I am just trying to scrap something from a website.
I am running into a problem when trying to access the value of a property that is on an element. The value returns CDPJSHandle {}
instead of the object that I expect.
import * as puppeteer from "puppeteer";
const main = async () => {
const browser = await puppeteer.launch({
headless: false,
});
const page = await browser.newPage();
await page.goto('https://tickets.union-zeughaus.de/unveu/venue/Veranstaltungen2/534be454-f064-42f4-a434-8530d8ad4a48');
const element = await page.$('canvas');
const properties = await element.getProperties();
const [firstKey] = await properties.keys();
const propertyValue = await element.getProperty(firstKey);
console.log({
element, // CDPElementHandle { handle: CDPJSHandle {} },
properties, // Map(1) { 'jQuery3700346878389459100542' => CDPJSHandle {} },
firstKey, // 'jQuery3700346878389459100542',
propertyValue, // CDPJSHandle {}
});
await browser.close();
}
main();
This jQuery3700346878389459100542
is a custom property attached to this html element. I can access the property via the browser with document.querySelector('canvas').jQuery370058052487285485872;
which returns the object that I expect.
I know that a similar question has been asked here, which will work if I’m referencing a native HTML element property. However my scenario differs as I’m looking for a custom property.

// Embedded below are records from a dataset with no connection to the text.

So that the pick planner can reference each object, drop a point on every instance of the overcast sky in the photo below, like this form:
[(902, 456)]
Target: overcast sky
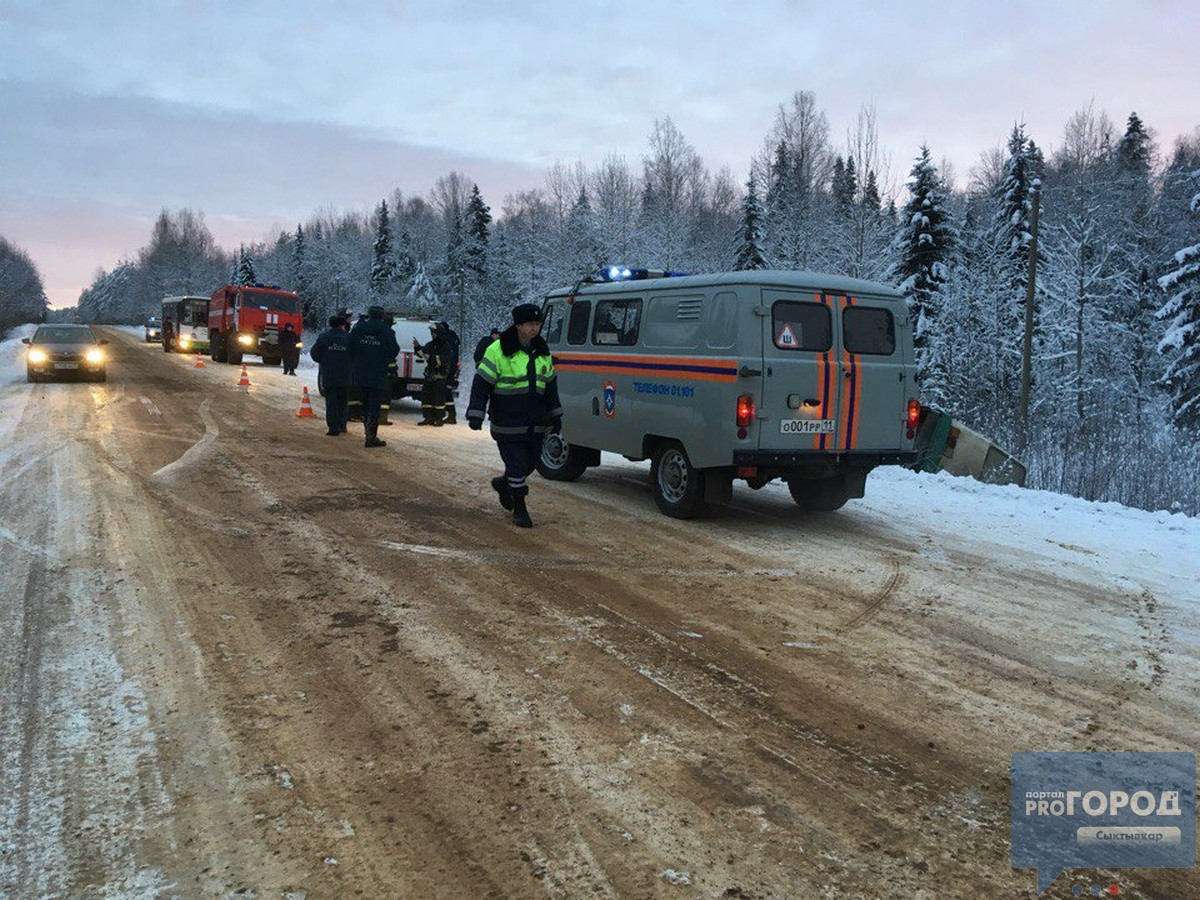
[(259, 113)]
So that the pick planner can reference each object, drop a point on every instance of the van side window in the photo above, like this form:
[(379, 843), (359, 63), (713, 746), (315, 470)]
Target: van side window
[(552, 329), (802, 327), (723, 323), (672, 322), (869, 330), (577, 327), (617, 322)]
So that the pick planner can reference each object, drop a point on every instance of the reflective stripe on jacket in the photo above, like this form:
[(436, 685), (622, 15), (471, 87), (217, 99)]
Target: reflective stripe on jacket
[(519, 385)]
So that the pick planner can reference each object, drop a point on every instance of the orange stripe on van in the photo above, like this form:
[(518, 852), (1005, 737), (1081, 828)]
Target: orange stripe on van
[(820, 442), (859, 390), (847, 379), (696, 369)]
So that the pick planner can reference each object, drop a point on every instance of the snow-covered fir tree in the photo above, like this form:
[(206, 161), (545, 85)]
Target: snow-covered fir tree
[(421, 295), (1182, 337), (383, 264), (750, 234), (923, 249), (244, 268)]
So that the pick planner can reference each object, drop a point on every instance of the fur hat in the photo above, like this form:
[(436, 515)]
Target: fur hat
[(526, 312)]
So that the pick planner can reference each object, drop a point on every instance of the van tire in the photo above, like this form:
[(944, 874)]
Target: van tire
[(558, 460), (819, 495), (678, 486)]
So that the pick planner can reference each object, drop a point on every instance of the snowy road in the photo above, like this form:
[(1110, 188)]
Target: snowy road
[(237, 655)]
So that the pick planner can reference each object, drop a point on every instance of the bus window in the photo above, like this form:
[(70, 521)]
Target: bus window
[(869, 330), (577, 328), (617, 322), (552, 327)]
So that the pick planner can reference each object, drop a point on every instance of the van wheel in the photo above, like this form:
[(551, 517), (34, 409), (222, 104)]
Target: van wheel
[(678, 486), (559, 461), (819, 495)]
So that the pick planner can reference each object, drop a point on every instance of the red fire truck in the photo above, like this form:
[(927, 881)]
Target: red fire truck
[(246, 321)]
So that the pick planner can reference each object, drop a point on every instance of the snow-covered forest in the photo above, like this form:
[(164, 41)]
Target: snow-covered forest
[(22, 293), (1114, 408)]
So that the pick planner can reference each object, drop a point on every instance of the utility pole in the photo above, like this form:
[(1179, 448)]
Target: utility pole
[(1023, 411)]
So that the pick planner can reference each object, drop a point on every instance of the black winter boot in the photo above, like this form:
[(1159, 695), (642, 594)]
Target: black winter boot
[(520, 514), (372, 441), (502, 487)]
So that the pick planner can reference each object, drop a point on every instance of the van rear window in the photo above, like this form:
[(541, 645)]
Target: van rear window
[(802, 327), (552, 323), (868, 330), (617, 323), (577, 327)]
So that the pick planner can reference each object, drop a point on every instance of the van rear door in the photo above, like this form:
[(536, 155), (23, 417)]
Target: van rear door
[(875, 373), (799, 407)]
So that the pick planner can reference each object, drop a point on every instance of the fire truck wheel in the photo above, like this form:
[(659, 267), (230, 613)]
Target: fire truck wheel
[(678, 486), (819, 495), (559, 461)]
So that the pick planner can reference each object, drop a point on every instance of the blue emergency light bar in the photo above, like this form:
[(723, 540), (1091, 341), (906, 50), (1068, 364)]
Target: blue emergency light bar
[(623, 273)]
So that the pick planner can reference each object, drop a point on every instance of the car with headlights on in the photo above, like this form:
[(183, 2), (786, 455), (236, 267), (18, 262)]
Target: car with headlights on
[(70, 351)]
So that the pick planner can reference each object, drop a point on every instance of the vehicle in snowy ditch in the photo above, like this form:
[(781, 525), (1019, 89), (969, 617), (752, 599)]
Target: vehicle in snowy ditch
[(189, 324), (65, 351), (246, 321), (751, 375)]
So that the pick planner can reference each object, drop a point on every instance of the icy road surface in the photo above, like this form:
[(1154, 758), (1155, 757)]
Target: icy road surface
[(241, 658)]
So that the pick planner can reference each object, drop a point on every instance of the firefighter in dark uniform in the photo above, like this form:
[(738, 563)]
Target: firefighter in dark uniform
[(372, 347), (354, 406), (331, 353), (289, 348), (453, 346), (433, 391), (516, 377)]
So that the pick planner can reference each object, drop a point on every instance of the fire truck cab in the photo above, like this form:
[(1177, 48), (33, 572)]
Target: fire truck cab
[(246, 321)]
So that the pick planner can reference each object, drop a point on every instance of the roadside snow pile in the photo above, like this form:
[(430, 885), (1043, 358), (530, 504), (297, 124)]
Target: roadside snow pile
[(12, 354), (1128, 547)]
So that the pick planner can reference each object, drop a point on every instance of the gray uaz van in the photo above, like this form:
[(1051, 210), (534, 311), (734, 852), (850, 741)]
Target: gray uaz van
[(753, 375)]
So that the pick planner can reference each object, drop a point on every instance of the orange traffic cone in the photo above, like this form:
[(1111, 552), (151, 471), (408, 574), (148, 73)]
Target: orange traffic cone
[(305, 411)]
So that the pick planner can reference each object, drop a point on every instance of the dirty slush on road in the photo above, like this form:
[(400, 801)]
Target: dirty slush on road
[(241, 657)]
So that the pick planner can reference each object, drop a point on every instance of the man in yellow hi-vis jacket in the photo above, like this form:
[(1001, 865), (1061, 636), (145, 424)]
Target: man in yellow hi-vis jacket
[(516, 377)]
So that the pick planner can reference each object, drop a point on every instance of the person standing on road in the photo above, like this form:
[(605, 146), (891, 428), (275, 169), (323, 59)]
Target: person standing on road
[(484, 343), (372, 347), (453, 346), (516, 376), (331, 353), (433, 390), (289, 346)]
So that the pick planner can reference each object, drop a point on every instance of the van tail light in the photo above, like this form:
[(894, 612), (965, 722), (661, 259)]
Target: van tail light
[(745, 411)]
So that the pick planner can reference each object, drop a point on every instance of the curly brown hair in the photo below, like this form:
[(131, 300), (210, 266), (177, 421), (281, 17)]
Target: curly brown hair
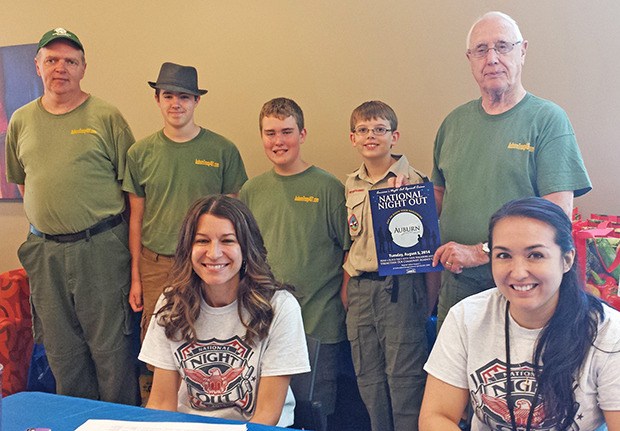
[(257, 284)]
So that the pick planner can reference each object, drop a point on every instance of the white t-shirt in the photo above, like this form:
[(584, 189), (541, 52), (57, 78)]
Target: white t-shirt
[(470, 354), (221, 372)]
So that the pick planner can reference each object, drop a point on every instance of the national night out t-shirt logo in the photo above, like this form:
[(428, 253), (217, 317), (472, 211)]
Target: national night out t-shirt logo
[(217, 373), (490, 397)]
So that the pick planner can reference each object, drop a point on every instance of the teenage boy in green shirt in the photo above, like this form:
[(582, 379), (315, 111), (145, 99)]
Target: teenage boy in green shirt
[(166, 172), (301, 214)]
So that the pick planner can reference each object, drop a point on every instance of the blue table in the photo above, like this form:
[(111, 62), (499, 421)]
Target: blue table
[(60, 413)]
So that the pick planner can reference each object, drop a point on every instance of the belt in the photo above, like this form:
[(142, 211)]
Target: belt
[(102, 226), (151, 255), (393, 291)]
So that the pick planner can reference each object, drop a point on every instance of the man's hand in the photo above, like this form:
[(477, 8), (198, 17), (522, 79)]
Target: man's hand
[(454, 256), (135, 296)]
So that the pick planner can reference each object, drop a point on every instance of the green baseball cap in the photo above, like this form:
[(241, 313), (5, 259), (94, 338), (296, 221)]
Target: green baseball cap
[(59, 33)]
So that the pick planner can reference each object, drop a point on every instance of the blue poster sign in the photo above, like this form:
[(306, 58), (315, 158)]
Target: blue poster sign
[(406, 228)]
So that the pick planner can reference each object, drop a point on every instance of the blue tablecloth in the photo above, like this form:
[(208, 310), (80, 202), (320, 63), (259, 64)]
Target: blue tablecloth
[(37, 409)]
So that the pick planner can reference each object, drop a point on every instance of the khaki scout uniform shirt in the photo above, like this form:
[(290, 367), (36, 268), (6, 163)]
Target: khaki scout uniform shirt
[(363, 254)]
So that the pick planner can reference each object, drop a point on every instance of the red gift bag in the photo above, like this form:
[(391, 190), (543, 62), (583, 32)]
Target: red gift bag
[(598, 252)]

const evaluatedValue = await element?.evaluate((el, firstKey) => el[firstKey], firstKey);
const evaluatedTextValue = await element.evaluate(el => el.id);
console.log({
evaluatedValue, // undefined
evaluatedTextValue, // 'n '
});
How can I access this property correctly?
3
I’m not sure what data you’re ultimately trying to get, so this might be an XY problem because there’s likely a more straightforward way to solve your real problem, but here’s how you can extract some of the data from that dynamic circular object:
import puppeteer from "puppeteer"; // ^22.7.1
const url = "<Your URL>";
let browser;
(async () => {
browser = await puppeteer.launch();
const [page] = await browser.pages();
await page.goto(url, {waitUntil: "domcontentloaded"});
await page.waitForFunction(`
Object.keys(
document.querySelector("canvas")
).some(k => k.startsWith("jQuery"))
`);
const data = await page.$eval("canvas", el => {
const {isEventSeries, needsDateAndTime, src} =
Object.entries(el).find(([k, v]) =>
k.startsWith("jQuery")
)[1];
return {isEventSeries, needsDateAndTime, src};
});
console.log(data);
})()
.catch(err => console.error(err))
.finally(() => browser?.close());
Output:
{
isEventSeries: 'False',
needsDateAndTime: 'False',
src: 'Veranstaltungen2/534be454-f064-42f4-a434-8530d8ad4a48'
}
Avoid element handles whenever possible, they’re nasty to work with. Just extract the data with $eval
, $$eval
, or evaluate
.
page.$()
doesn’t auto wait, which is necessary here since the property is added to the canvas dynamically, so that’s mostly off the table, at least if you’re going to use the fastest {waitUntil: "domcontentloaded"}
predicate on the goto
, which you should (linked blog post is mine).